Objective: To determine the mass of a water bomb necessary
to survive a bungee jump – but still experience the bungee
The height of the bungee jump will be 3.75m, and the length of
the bungee cord will be 2m. You will make the bungee with
rubber bands tied together.
Wednesday: Lab prep - discuss activity, make your group action plan and make bungee.
Thursday: Data collection, draw graph (complete for h/w)
Friday: Complete calculations and decorate your bomb.
Monday: Fill the bombs and do the bungee launch!!
Tuesday: Write up due.
Questions to ask yourselves in your group before you begin:
1. As you hold the water bomb at the top of the jump, what would an energy bar chart look
2. If the water bomb boy/girl has maximum thrill (i.e. is just above the ground), what would
the energy bar chart look like?
3. What can you say about the sum of the energy bars in each graph?
4. How would you determine the numerical value of the energy bars?
1. Unlike a spring, the Fs vs. x graph is not linear, so you cannot use the formula
Eel = ½kx2 if you want accurate results. But Eel is still equal to the area under the graph.
2. The more accurate your data, the more precise your calculations will be.
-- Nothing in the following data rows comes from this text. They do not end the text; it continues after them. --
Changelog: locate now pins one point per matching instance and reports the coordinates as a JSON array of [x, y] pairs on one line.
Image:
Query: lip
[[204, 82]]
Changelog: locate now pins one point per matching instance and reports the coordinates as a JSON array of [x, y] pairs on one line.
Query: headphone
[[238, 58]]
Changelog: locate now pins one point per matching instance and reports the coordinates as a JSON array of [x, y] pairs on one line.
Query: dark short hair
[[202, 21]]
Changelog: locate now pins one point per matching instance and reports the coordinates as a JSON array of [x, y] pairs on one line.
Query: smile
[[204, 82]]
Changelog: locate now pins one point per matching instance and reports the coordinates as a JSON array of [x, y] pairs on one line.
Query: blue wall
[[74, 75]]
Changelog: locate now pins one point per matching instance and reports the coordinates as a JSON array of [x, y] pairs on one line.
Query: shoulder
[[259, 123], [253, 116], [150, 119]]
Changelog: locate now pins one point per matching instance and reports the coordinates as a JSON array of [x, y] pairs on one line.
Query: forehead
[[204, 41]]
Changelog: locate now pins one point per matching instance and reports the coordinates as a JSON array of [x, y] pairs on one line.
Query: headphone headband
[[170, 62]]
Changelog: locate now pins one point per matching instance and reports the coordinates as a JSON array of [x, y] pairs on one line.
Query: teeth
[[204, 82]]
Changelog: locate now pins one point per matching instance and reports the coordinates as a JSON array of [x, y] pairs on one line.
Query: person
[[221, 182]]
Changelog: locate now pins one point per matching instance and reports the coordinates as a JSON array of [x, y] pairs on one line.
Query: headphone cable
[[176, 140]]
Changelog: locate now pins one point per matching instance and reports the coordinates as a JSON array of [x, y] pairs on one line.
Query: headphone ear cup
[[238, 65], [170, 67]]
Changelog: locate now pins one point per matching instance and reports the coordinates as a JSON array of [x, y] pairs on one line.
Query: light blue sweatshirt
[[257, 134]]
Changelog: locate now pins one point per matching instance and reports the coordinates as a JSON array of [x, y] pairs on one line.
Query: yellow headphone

3. The more data you collect for your Fs vs. x graph, the more precise your calculations will
be. (Collect at least 10 data points)
1. “Thrill Level” (MAX 10pts)
o If you stop >50cm from the ground: 0pts
o If you stop 40-50cm from the ground: 2pts
o If you stop 30-40cm from the ground: 4pts
o If you stop 20-30cm from the ground: 6pts
o If you stop 10-20cm from the ground: 8pts
o If you stop 0-10cm from the ground: 10pts
o If you hit the ground: 0pts
2. Write-up (MAX 25pts)
o Title page: 1pt
o Energy bar charts: 2pts each
o Graph of Fs vs. x: 5pts
o Eel calculation: 5pts
o Mass calculation: 5pts
o Summary of how you collected your data and how the calculations led to your
predicted mass: 5pts